Lawrence Summers

The American people have not become less dedicated to hard work, and the productive potential of this economy has not declined.

Lawrence H. Summers is one of America’s most influential and respected economists, and one of the most distinguished voices in America today on issues ranging from the global economy to education to the role of the United States in the world. He has served as Chief Economist of the World Bank, U.S. Secretary of the Treasury, President of Harvard and most recently as President Obama’s director of the White House National Economic Council. Since the 2008 financial crisis he has been a steadfast defender of long-term resiliency of the American economy and the Obama administration’s policies for economic recovery.

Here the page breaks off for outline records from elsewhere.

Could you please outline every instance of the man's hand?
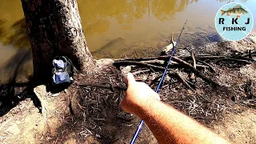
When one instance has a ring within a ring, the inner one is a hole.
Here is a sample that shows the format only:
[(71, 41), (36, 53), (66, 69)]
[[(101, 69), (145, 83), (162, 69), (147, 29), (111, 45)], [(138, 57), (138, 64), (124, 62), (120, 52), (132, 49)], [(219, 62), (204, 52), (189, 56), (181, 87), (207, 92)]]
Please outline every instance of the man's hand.
[(159, 95), (144, 82), (136, 82), (133, 74), (127, 75), (128, 89), (126, 97), (121, 103), (122, 110), (138, 115), (139, 109), (154, 100), (160, 100)]

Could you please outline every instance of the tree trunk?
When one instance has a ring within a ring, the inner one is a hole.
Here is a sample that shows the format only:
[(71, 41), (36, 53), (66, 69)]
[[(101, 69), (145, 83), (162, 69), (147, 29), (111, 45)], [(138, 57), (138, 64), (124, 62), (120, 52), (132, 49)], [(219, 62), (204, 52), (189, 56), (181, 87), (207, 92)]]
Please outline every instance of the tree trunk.
[(22, 0), (33, 53), (34, 78), (44, 83), (51, 77), (52, 59), (69, 57), (87, 74), (96, 66), (82, 28), (76, 0)]

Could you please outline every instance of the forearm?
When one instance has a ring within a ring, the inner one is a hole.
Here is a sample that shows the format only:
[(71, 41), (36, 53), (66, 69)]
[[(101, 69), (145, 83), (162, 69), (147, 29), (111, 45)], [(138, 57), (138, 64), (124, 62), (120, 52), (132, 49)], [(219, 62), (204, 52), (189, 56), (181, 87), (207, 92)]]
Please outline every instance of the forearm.
[(137, 114), (146, 122), (159, 143), (228, 143), (160, 101), (150, 100), (138, 110)]

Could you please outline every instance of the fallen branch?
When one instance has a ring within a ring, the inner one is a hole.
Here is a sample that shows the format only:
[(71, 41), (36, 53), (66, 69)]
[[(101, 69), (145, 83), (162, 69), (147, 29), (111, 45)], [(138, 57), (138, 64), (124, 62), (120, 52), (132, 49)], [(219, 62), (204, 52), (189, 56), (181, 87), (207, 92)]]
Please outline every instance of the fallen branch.
[[(175, 71), (173, 70), (170, 70), (166, 72), (166, 74), (170, 75), (170, 76), (174, 76), (178, 81), (180, 81), (181, 82), (182, 82), (182, 84), (186, 86), (189, 89), (192, 90), (192, 87)], [(160, 79), (162, 77), (162, 74), (159, 74), (155, 78), (154, 78), (151, 82), (149, 84), (150, 86), (151, 86), (152, 85), (154, 85), (158, 79)]]

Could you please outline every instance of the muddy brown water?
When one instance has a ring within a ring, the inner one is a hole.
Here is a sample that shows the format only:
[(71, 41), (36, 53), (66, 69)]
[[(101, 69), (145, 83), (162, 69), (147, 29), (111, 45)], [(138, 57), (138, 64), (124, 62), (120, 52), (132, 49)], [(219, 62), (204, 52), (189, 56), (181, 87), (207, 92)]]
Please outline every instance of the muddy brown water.
[[(214, 33), (214, 17), (221, 6), (230, 2), (246, 5), (256, 15), (254, 0), (78, 0), (78, 4), (90, 50), (100, 58), (124, 57), (134, 51), (153, 53), (150, 48), (160, 49), (167, 44), (172, 32), (177, 38), (186, 19), (189, 22), (184, 35), (200, 31), (197, 33), (199, 38), (204, 34), (211, 42), (220, 41)], [(9, 78), (25, 54), (27, 55), (19, 67), (19, 77), (33, 73), (31, 55), (26, 53), (30, 43), (25, 29), (20, 0), (0, 0), (2, 82)], [(190, 43), (186, 38), (182, 42)]]

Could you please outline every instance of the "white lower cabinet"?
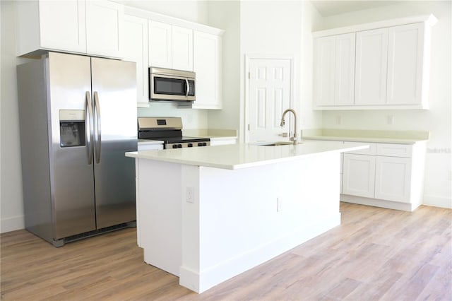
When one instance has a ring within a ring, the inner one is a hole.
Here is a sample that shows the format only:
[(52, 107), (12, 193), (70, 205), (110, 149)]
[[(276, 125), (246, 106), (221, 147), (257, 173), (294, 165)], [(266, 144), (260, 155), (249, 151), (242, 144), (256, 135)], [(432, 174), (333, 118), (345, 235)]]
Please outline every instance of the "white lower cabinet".
[(343, 194), (373, 198), (375, 156), (344, 154)]
[(415, 210), (422, 200), (425, 150), (424, 142), (371, 143), (369, 154), (345, 153), (341, 201)]
[(375, 199), (410, 203), (411, 158), (376, 156)]

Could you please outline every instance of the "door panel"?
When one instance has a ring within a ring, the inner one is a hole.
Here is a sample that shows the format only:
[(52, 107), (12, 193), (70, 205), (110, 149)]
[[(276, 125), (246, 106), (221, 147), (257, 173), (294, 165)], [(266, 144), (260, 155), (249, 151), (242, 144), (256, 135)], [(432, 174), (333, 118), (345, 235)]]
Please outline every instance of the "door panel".
[(88, 162), (87, 147), (60, 146), (60, 112), (85, 112), (90, 66), (88, 57), (57, 53), (49, 53), (49, 57), (52, 218), (54, 238), (60, 239), (95, 229), (93, 167)]
[(137, 149), (136, 73), (135, 63), (91, 59), (100, 117), (95, 126), (100, 134), (95, 146), (96, 216), (102, 228), (136, 220), (135, 163), (124, 153)]
[(411, 158), (376, 157), (375, 198), (410, 203)]
[(251, 59), (250, 76), (249, 142), (288, 140), (282, 134), (292, 129), (290, 122), (283, 127), (280, 123), (290, 107), (290, 61)]
[(344, 154), (343, 194), (373, 198), (375, 156)]
[(356, 35), (355, 105), (386, 103), (388, 29), (380, 28)]

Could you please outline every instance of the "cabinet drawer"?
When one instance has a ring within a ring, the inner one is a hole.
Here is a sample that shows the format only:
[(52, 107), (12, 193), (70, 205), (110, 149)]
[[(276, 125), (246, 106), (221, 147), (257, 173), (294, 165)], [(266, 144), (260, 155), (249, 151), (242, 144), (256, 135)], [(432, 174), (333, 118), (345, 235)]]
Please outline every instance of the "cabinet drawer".
[(379, 143), (376, 155), (388, 157), (411, 158), (412, 146), (409, 144)]
[[(363, 142), (365, 143), (365, 142)], [(374, 155), (376, 154), (376, 143), (369, 143), (369, 148), (365, 148), (364, 150), (352, 150), (347, 152), (347, 153), (356, 153), (358, 155)]]

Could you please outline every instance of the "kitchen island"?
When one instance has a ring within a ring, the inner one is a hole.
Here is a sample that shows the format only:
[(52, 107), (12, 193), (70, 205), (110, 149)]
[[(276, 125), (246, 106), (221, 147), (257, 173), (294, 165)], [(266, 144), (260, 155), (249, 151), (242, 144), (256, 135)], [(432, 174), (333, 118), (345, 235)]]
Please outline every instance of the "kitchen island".
[(202, 293), (340, 224), (342, 152), (306, 141), (126, 153), (144, 261)]

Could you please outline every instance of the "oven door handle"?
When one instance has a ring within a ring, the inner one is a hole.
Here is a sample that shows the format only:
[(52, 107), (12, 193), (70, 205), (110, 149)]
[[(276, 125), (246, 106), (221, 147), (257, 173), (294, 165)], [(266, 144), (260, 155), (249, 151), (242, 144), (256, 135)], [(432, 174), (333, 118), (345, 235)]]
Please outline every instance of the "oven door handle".
[(190, 93), (190, 85), (189, 85), (189, 80), (186, 78), (185, 78), (185, 84), (186, 85), (186, 88), (185, 89), (185, 96), (188, 97), (189, 93)]

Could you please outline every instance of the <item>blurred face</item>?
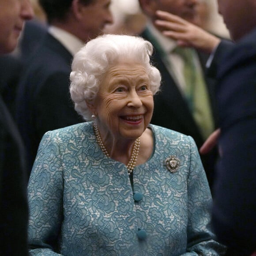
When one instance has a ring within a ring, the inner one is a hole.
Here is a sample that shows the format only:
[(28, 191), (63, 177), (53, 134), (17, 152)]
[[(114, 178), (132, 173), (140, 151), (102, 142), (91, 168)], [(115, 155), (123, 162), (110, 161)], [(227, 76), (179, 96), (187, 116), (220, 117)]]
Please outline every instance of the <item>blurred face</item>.
[(111, 3), (111, 0), (95, 0), (90, 4), (83, 7), (82, 20), (83, 41), (96, 38), (102, 34), (107, 24), (113, 23), (109, 8)]
[(154, 108), (149, 83), (140, 64), (121, 62), (110, 67), (94, 104), (102, 137), (134, 139), (142, 134)]
[(179, 16), (190, 22), (194, 22), (196, 16), (198, 0), (150, 0), (150, 2), (151, 8), (153, 8), (152, 13), (160, 10)]
[(0, 0), (0, 53), (14, 49), (24, 21), (33, 15), (29, 0)]
[(255, 0), (218, 0), (218, 11), (230, 35), (240, 39), (256, 27), (256, 2)]

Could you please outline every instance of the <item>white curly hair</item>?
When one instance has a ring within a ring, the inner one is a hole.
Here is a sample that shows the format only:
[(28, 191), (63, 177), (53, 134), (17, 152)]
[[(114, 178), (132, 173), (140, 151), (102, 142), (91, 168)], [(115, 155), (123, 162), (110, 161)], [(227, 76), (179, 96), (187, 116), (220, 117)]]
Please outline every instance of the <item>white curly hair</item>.
[(119, 60), (141, 64), (149, 76), (150, 89), (154, 94), (159, 89), (161, 75), (151, 64), (151, 44), (142, 38), (105, 34), (89, 41), (75, 55), (70, 74), (70, 94), (75, 109), (87, 120), (91, 114), (86, 104), (96, 97), (109, 65)]

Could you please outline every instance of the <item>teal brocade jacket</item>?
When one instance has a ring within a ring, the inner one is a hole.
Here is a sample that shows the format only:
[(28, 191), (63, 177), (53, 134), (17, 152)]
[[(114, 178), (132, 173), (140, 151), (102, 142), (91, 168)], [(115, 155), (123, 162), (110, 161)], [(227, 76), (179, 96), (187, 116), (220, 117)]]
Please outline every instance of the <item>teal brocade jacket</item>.
[[(133, 171), (106, 157), (90, 122), (47, 132), (30, 177), (30, 255), (220, 255), (211, 197), (195, 143), (155, 125), (154, 149)], [(171, 156), (180, 162), (167, 168)]]

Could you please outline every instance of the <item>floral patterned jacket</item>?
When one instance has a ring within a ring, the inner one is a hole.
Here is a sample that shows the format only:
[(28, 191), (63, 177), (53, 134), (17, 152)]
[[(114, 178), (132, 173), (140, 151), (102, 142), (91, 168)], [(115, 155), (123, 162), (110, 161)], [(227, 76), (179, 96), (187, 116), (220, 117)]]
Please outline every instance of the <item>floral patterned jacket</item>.
[(193, 140), (149, 128), (154, 152), (132, 183), (125, 165), (101, 151), (91, 122), (45, 135), (28, 186), (30, 255), (222, 255)]

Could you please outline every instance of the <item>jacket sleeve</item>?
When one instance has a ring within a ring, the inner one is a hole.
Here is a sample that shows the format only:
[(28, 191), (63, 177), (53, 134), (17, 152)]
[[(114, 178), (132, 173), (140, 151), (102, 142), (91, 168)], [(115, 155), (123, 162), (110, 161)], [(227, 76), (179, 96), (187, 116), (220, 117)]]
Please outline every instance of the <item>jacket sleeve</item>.
[(29, 182), (30, 255), (60, 255), (54, 252), (63, 215), (61, 156), (57, 139), (52, 132), (43, 137)]
[(212, 199), (206, 175), (194, 140), (188, 180), (188, 219), (187, 252), (184, 255), (222, 255), (226, 248), (217, 242), (210, 227)]

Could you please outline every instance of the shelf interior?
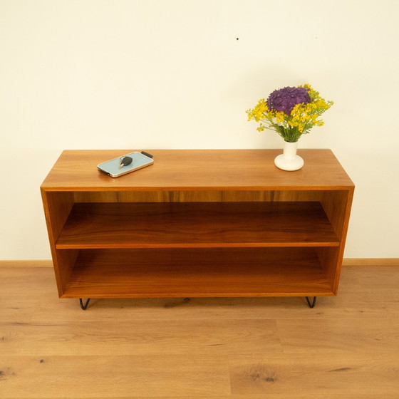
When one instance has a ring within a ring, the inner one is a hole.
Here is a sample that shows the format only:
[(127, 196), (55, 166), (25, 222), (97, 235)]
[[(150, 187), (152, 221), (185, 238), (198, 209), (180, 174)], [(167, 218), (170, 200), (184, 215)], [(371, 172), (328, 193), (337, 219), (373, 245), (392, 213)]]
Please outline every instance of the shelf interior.
[(316, 248), (162, 248), (81, 249), (62, 297), (311, 295), (333, 295)]
[(337, 247), (314, 202), (76, 203), (57, 249)]

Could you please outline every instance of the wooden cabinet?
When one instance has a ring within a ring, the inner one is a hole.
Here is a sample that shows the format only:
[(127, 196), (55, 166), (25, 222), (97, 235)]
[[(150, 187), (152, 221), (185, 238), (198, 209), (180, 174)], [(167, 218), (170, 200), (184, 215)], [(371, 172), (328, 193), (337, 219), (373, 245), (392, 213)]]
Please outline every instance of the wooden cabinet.
[(331, 151), (64, 151), (41, 190), (61, 298), (336, 295), (354, 186)]

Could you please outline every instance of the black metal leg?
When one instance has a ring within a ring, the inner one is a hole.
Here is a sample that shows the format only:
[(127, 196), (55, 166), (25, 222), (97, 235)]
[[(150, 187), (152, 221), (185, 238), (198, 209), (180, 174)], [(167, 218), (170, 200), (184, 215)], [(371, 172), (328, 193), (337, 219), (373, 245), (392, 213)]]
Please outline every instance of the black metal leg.
[(87, 307), (88, 306), (88, 303), (90, 302), (90, 298), (86, 301), (86, 303), (83, 305), (83, 301), (82, 301), (81, 298), (79, 298), (79, 303), (81, 304), (81, 308), (82, 308), (82, 310), (86, 311), (87, 309)]
[(306, 296), (306, 301), (308, 302), (308, 305), (309, 306), (309, 308), (314, 308), (314, 306), (316, 305), (316, 299), (317, 298), (317, 296), (314, 296), (313, 297), (313, 302), (311, 304), (311, 301), (309, 301), (309, 297)]

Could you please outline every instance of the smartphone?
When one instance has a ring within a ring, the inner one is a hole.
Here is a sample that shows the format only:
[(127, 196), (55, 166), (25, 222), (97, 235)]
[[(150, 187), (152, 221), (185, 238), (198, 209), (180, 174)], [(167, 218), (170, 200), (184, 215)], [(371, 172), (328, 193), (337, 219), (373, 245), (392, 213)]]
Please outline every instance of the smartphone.
[[(133, 160), (132, 163), (123, 166), (119, 169), (120, 160), (125, 157), (130, 157)], [(126, 173), (130, 173), (130, 172), (134, 172), (135, 170), (145, 167), (146, 166), (150, 166), (153, 163), (154, 160), (151, 154), (145, 152), (144, 151), (141, 152), (135, 152), (98, 164), (97, 165), (97, 169), (111, 177), (119, 177), (120, 176), (126, 175)]]

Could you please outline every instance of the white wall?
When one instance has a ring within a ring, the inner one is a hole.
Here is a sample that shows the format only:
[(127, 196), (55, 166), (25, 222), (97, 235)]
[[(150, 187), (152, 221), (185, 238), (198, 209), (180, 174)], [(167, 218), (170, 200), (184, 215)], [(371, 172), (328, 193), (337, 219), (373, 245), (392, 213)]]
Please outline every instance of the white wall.
[[(49, 259), (39, 186), (63, 149), (274, 148), (245, 110), (309, 83), (300, 147), (356, 185), (346, 257), (399, 257), (399, 1), (0, 0), (0, 259)], [(238, 38), (238, 40), (237, 40)]]

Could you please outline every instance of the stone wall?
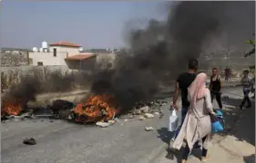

As Director of the White House National Economic Council and Assistant to the President for Economic Policy, Summers emerged as a key economic decision-maker in the Obama administration. The Economist magazine referred to the “Summers Doctrine” of massive active response to economic downturn combined with respect for markets in the basic allocation of resources as defining the recent approach to economic policy. He served as an architect of the Recovery Act and other job creation measures and the Financial Stability Program.  

Summers served as a key policymaker in the Treasury Department throughout the administration of President Bill Clinton, ultimately rising to serve as Secretary of the Treasury from 1999 to 2001. His service coincided with the longest period of sustained economic growth in United States history and he was the only Treasury Secretary in the last 60 years to see the national debt decline on his watch.

One of the youngest tenured professors in the modern history of Harvard, he is the only social scientist ever to receive the National Science Foundation's $500,000 Alan T. Waterman Award for Scientific Achievement. He is also the 1993 recipient of the John Bates Clark Medal for his work in several fields of economics.